Horário: 08:30 horas, “Passarinho”:

“Zé Ghizzo”, como costumava chamá-lo, especialmente para distingui-lo do outro que era meu pai (e Delegado aposentado...), em razão de sua teimosia de querer em cada cidade entrar numa casa lotérica, um vício que me incomodava muito..., desceu a pé para fazer os seus jogos diários. Havia acertado com Delegado Natal para nos encontrarmos na "revendedora da Chevrolet", na saída de Chapecó. Depois de deixar meu carro para conserto, retornamos em seu “WV Santana azul para o centro. Antes, porém, não pude resistir e o convidei para passarmos na revendedora Mitsubishi do seu conhecido “Passarinho” que veio nos recepcionar e passou a passou a apresentar suas vedetes:

“(...)

  • Ontem fui levar um desses para o Delegado de Pinhalzinho, ele tinha um Mégane e fizemos a troca... (disse Passarinho apontando para uma caminhonete)

(...)

E dali Natal me convidou ainda para vermos ainda a revenda da caminhonete  “Galloper”, vedete da  Asia naquele momento na cidade...  e no retorno, no trânsito para o centro:

  • Doutor, quando é que nós temos condição de comprar um carro desses,  com um salário de Delegado? (Natal)
  • Ah, sim, eu estou consciente disso Natal, tenho até dinheiro para comprar um carro desses, mas não sou louco, num momento de crises dessas, todo mundo num sufoco, onde já se viu, chega a ser triste você aparecer com um carro desses por aí...

(...)

E depois de tomarmos um café na “Boca Maldita”, fomos sentar num banco quase em frente, para conversarmos sobre o “essencial” naquele nosso encontro, além de matarmos a saudade em razão da nossa amizade de anos:

(...)

  • Sim Natal, quais são os nomes que estão fortes para as Delegacias Regionais aqui no oeste, a começar por Chapecó?
  • Olha, aqui é eu e o Alex.

(...)

E nisso chegou um cidadão da rádio local e que era conhecido de Natal, inclusive, membro do diretório do PFL:

  • Este aqui é o doutor Felipe, nosso amigo do peito...
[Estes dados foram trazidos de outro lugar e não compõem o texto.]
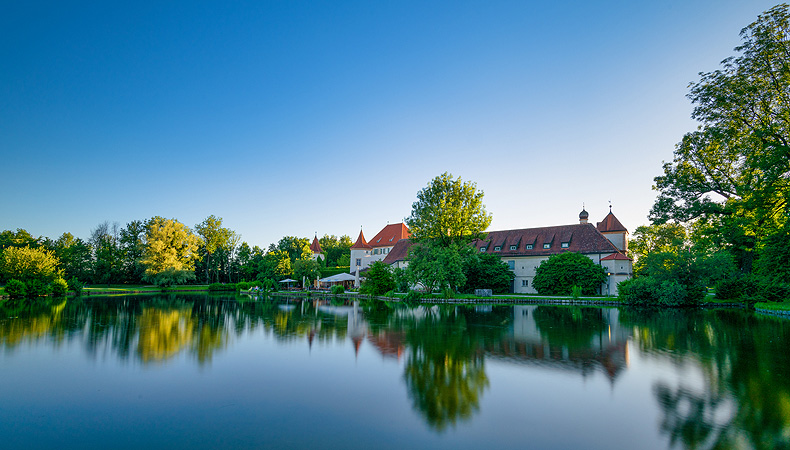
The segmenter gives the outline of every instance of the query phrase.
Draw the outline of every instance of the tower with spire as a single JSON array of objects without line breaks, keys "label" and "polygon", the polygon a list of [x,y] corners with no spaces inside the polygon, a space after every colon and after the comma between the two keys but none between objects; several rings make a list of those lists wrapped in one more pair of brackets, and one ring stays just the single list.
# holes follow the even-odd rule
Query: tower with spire
[{"label": "tower with spire", "polygon": [[313,261],[317,260],[319,257],[324,260],[326,259],[326,257],[324,257],[323,250],[321,250],[321,243],[318,242],[318,232],[315,233],[313,243],[310,244],[310,251],[313,252],[313,255],[311,256]]},{"label": "tower with spire", "polygon": [[[581,215],[579,215],[579,217],[581,217]],[[598,222],[595,227],[624,255],[628,254],[628,230],[617,220],[617,217],[612,214],[611,203],[609,203],[609,214],[603,218],[603,221]]]}]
E depois de  cumprimentá-lo, o radialista me lançou uma pergunta:

  • Como é que é, já saiu o nome do Secretário?
  • Sim, é o Promotor Carvalho, temos dois Delegados que se elegeram deputados, o Sché e o João Rosa, mas...
  • Bom, quando eu soube que o Sché não foi escolhido para Secretário eu soltei foguetes, entende...?

Não entendi bem de início o que o radialista quis dizer e continuamos a conversa:

  • Mas quem você acha que deveria ser o Secretário? (radialista)
  • Olha, entre o Sché, o Rosa e, também, tem o Julio que deve ser levado em conta não só pelos vinte mil votos, mas pela história dele, eu acho que o Julio é quem deveria ser o escolhido, mas dizem que ele ficou como adjunto, ainda não foi confirmado.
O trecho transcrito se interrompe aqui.